Обращаюсь к рассказу. Лизавету Павловну, не пользовавшуюся расположением общества, боготворили зато все домашние: ради ее ласкового взгляда и приветливого слова каждый готов был в огонь и воду. Однажды, когда она опасно занемогла, прислуга вся впала в уныние, не всегда встречающееся в подобных случаях в барских домах. Оно не выражалось в приторных, лицемерных вздохах и аханьях, но ясно виделось на лице каждого; все молча бродили, как тени, порой только спрашивая друг у друга: «Каково барышне?» В доме Глыбиных на прислугу не смотрели как на низшую породу на ступенях создания, с которой нельзя говорить, не унизив чувства собственного достоинства; господин не брезгал подчас и посоветоваться с своими людьми, а русского простолюдина доброе слово, кажется, всего скорее способно привязать к вам. На водку дать, подарить на праздник целковый — дело еще не великой важности, это сделает иногда и тот, кто только что в ухо съездил. Доброе же, человеческое обращение куда как редко приходится встречать русскому простолюдину!

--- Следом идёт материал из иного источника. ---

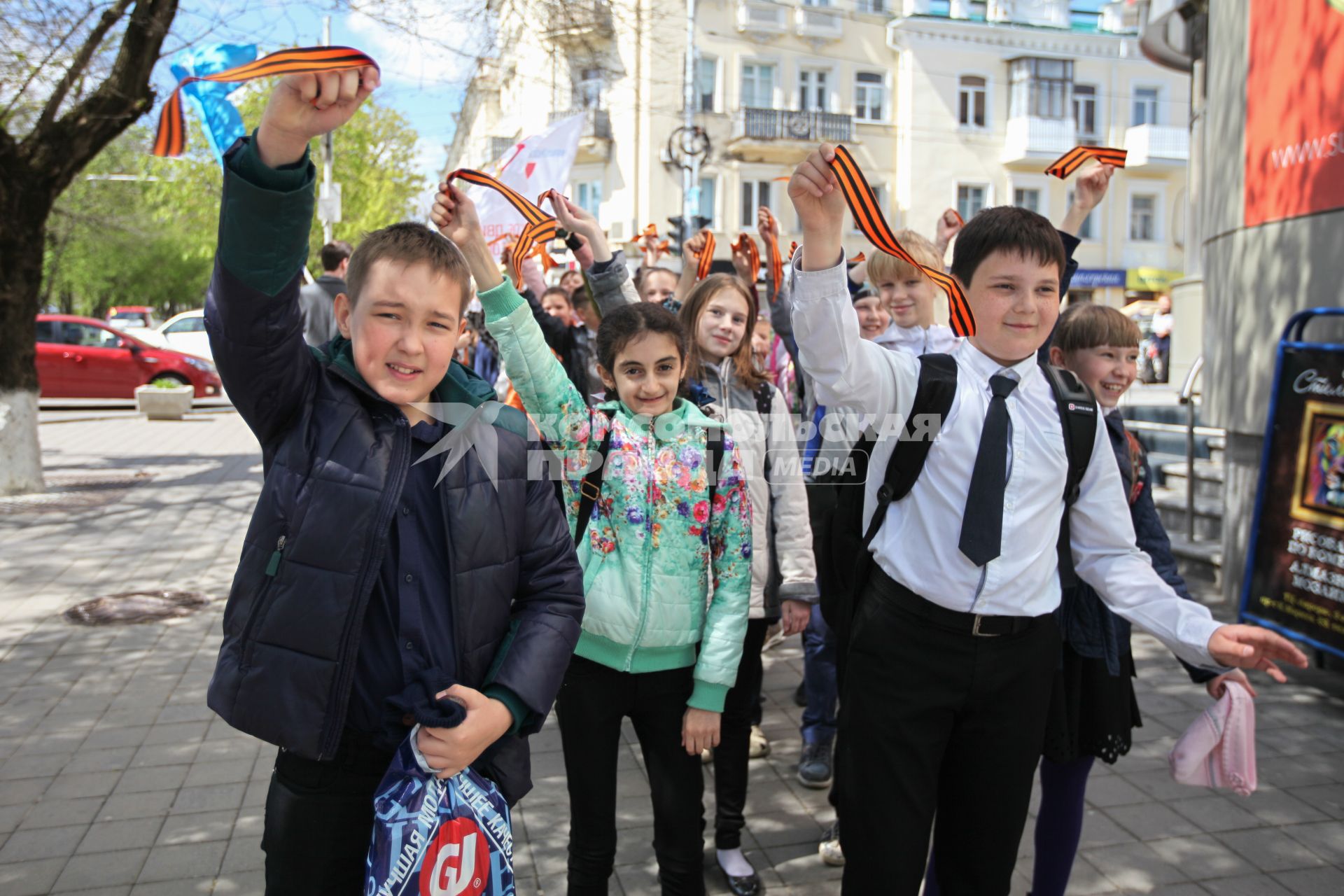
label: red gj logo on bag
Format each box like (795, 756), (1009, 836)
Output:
(421, 818), (491, 896)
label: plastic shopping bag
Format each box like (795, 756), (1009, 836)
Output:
(364, 729), (513, 896)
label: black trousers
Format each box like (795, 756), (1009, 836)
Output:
(839, 568), (1059, 896)
(555, 655), (704, 896)
(260, 732), (394, 896)
(714, 620), (770, 849)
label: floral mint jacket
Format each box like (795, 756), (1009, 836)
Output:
(479, 282), (751, 712)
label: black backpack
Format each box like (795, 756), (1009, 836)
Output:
(574, 408), (723, 548)
(809, 354), (1097, 655)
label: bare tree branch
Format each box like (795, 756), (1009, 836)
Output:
(19, 0), (177, 195)
(34, 0), (132, 132)
(0, 7), (92, 121)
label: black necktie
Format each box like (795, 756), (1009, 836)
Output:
(958, 376), (1017, 566)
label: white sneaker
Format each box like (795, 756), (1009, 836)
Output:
(748, 725), (770, 759)
(817, 821), (844, 868)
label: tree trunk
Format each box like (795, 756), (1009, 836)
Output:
(0, 191), (55, 494)
(0, 0), (177, 494)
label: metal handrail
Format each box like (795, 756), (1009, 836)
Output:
(1180, 355), (1204, 541)
(1125, 419), (1227, 438)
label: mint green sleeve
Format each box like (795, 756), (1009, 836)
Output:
(687, 437), (751, 712)
(477, 279), (596, 535)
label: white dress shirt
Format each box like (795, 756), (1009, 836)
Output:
(793, 253), (1219, 669)
(872, 323), (961, 357)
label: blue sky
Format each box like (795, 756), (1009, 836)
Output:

Образ жизни Лизавета Павловна вела скромный и уединенный. Она, пожалуй, не прочь была и повеселиться, но частых выездов не любила, как не любила тратить отцовские деньги на наряды, и хотя одевалась всегда даже с кокетливым изяществом, но изящество это не переходило в роскошь. Она довольствовалась простеньким фуляром, кисеей, а иногда и холстиной; но платье сидело на ней зато так хорошо, талия ее была так стройна, а воротнички и манжеты, вышитые ею самою, были так милы и такой снежной белизны, что, кажется, никакой пышный наряд не сделал бы ее лучше. В характере Лизаветы Павловны было несколько и отцовской серьезности. Она рано начала думать и отдавать себе отчет во всем происходившем около нее; читать ей давали не все без разбора, и благодаря этому воображение ее, от природы пылкое, не развилось в ущерб других способностей. Она очень любила музыку и целые вечера проводила, разыгрывая на фортепьяно какую-нибудь трудную классическую пьесу. Музыка сделалась для нее потребностью, такою же, как хлеб и вода; отец ее, тоже страстный меломан, боялся, чтобы после замужества, когда у нее явятся новые обязанности, она не бросила ее подобно большей части наших девушек, которых учат играть для того только, чтобы похвастаться перед публикой; он наконец совершенно успокоился на этот счет, убедясь, что Лизавета Павловна никогда, ни за что не бросит музыки. «Ведь не мешала же ей теперь музыка заниматься хозяйством, которое почти все лежало на ней,— думал старик,— не пренебрегала же она для нее прозаическими домашними занятиями! Она не любит праздности, не любит таскаться с визитами и по лавкам, не любит сидеть, сложа руки, а это главное. Бог даст, и в свое собственное хозяйство перенесет эти привычки».